The German Dream – Utopien aus den Reihenhäusern, bis 11. August, Grassi- Museum für Völkerkunde, www.grassi-voelkerkunde.skd.museum
Text: Mathias Schulze
Auf der Suche nach dem „deutschen Wesen“. Das Grassi-Museum für Völkerkunde sucht in der Ausstellung „The German Dream – Utopien aus den Reihenhäusern“ eine Chimäre
Anfangs kann das Interesse groß sein, eine „Feldforschungsreise quer durch die materiellen Zeugnisse, Eigenarten und Imaginationswelten“ der Gemeinschaft „der Deutschen“ wird im Eingangsbereich der Ausstellung „The German Dream – Utopien aus den Reihenhäusern“ versprochen.
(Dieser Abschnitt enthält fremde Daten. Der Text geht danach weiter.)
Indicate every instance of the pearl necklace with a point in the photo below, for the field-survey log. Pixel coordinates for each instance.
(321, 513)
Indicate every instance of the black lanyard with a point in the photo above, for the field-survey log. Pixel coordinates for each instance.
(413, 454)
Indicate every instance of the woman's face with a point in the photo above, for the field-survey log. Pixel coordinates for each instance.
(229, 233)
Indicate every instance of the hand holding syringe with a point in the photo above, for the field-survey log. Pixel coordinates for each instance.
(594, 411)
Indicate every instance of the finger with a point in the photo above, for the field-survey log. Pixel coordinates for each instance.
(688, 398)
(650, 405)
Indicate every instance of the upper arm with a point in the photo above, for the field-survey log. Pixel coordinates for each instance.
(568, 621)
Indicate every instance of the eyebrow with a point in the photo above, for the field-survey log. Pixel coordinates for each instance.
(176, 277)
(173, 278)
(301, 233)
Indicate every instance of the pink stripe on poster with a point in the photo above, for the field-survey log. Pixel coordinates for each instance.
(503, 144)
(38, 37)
Die Gemeinschaft der Deutschen? Während man sich fragt, was und wer das sein soll, betritt man eine Reflexionsebene, die die Schau nicht zu bedienen weiß. Irritierend ist es, dass ein so offenkundig auch heute instrumentalisierter Begriff wie das kollektive „Wir“, also „die Deutschen“, gar nicht thematisiert wird, sieht man mal von den gesetzten Anführungszeichen ab. Stattdessen steht man in einem durchaus imposanten Sammelsurium aus Fotografien, Kunstinstallationen, Materialsammlungen und Videos. Weiße Socken in Sandalen, Bier, Autobahnen und Gartenzwerge.
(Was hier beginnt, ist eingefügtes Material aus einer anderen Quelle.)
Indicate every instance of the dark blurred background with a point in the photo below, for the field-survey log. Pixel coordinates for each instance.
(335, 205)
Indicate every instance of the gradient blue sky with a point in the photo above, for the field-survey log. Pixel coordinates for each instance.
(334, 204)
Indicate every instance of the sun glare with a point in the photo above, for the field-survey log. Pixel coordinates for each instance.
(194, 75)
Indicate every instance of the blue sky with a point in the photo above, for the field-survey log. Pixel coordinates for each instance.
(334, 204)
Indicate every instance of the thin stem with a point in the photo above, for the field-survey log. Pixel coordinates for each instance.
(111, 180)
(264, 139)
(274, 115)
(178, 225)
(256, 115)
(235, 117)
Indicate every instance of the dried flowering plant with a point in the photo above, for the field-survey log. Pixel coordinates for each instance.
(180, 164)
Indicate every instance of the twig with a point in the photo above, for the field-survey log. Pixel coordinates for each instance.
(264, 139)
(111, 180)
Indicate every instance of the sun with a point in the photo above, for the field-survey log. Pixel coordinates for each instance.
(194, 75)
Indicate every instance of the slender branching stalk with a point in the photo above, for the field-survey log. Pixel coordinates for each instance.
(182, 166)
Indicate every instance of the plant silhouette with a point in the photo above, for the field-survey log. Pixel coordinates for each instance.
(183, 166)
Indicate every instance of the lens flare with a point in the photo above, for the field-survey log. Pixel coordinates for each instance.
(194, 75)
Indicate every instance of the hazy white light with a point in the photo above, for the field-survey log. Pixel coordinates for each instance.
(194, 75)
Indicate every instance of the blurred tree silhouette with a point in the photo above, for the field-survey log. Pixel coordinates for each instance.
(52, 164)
Hier geht man tatsächlich auf Merkmalssuche des „deutschen Wesens“. Die Problematik, die damit verbunden ist, kann erläutert werden: Da ist eine ehemalige Leipziger Kneipe, die nach 143 Jahren wegen Mieterhöhung schließen musste, fast komplett zu sehen. Okay, aber Verdrängung und Gentrifizierung trifft die deutsche Finanzelite anders, als den deutschen Mittelständler – von der „Gemeinschaft der Deutschen“ keine Spur.
Oder nehmen wir die Bierdeckelsammlung, da ist notiert: „Ich bin so deutsch, dass ich nachts an der roten Ampel warte.“ Ja, Disziplin ist eine Eigenschaft, nur wird die vielzitierte „deutsche“ Disziplin in den verschiedensten Schichten ganz unterschiedlich gelebt – von der „Gemeinschaft der Deutschen“ keine Spur.
Nehmen wir die Fastnachts- und Faschingsbräuche. Ist es nicht Aufgabe einer ethnologische Untersuchung zu klären, wer und warum derlei Verkleidungen zelebriert werden? Stattdessen sieht man ein paar Kostüme. Oder nehmen wir den Raum namens das „Kellerloch der Nation“: Was hat das Rammstein-Video zum Song „Deutschland“, ein popkulturelles Phänomen, mit dem vor einer Nietzsche-Büste posierenden Hitler zu tun? Statt der seit Jahrhunderten andauernden Raserei nach der Chimäre des „deutschen Wesens“ nachzugeben, hätte man eben diese Raserei thematisieren können. Das wäre lohnenswert gewesen.